A more complicated callback example. In this case we want to use color if available, otherwise falling back to monochrome. We avoid copies for bgr8 and mono8 encodings. In either case, we republish the source image with color annotations.

   1 using namespace cv_bridge;
   2 
   3 void imageCallback(const sensor_msgs::ImageConstPtr& msg)
   4 {
   5   bool is_color = isColor(msg->encoding);
   6   CvImageConstPtr source = is_color ? toCvShare(msg, "bgr8")
   7                                     : toCvShare(msg, "mono8");
   8 
   9   // Do vision processing on source...
  10 
  11   // Now we create and publish an annotated color image
  12   CvImagePtr display = cvtColor(source, "bgr8");
  13   // Draw detected objects, etc. on display->image...
  14   pub.publish(display->toRos());
  15 }

Backwards compatibility

Since the proposal defines entirely new data structures and functions, the original sensor_msgs::CvBridge can continue to exist as-is. Eventually it would be deprecated and removed.

Possible extensions

Bayer support

The current cv_bridge doesn't support the Bayer encodings, as debayering should normally be done by image_proc. But maybe that would be a nice convenience?

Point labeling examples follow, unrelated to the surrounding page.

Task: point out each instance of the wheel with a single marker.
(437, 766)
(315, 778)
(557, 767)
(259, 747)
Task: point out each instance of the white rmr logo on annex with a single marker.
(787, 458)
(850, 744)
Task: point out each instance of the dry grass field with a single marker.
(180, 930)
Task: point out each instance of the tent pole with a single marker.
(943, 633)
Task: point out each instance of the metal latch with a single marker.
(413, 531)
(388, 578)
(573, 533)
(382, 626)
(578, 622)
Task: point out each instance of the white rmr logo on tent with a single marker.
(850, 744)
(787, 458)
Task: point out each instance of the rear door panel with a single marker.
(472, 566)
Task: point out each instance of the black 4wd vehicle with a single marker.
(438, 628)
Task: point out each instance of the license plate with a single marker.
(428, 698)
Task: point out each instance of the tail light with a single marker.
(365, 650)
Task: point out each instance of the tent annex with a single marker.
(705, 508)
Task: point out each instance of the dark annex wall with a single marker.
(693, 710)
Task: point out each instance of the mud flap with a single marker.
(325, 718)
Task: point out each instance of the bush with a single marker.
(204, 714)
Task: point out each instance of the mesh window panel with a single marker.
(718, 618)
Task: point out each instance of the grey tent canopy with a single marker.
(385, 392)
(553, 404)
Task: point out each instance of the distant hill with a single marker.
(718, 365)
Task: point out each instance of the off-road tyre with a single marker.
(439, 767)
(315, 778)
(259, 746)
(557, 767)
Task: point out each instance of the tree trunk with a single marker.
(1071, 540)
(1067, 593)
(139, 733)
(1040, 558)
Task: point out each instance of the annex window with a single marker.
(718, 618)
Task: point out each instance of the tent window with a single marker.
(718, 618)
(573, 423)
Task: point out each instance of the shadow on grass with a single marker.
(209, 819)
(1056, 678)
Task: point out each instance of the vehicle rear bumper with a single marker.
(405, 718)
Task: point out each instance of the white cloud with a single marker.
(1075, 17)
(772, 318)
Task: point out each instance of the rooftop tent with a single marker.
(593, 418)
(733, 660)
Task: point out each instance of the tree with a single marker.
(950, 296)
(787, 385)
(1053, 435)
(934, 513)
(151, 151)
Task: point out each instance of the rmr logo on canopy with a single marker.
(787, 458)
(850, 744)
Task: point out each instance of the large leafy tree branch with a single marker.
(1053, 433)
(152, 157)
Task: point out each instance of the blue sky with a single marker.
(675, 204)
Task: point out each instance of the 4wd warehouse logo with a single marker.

Using CvImage as a message type

By hooking into the roscpp serialization API, it's possible to make CvImage a real ROS message, wire-compatible with sensor_msgs/Image. This is already implemented in the cv_bridge_redesign package, and it's quite nice; you can use callbacks of the form

void imageCb(const cv_bridge::CvImageConstPtr& image_msg);

and publish CvImage directly. No toCvCopy/toCvShared/toRos required! And when publishing, we avoid the copy from converting to sensor_msgs::Image.

The big issue is how to make this play nice with image_transport. image_transport could be generalized, by templating the publish() and subscribe() methods, but it's somewhat complicated and would require more coding effort.


2024-12-07 14:43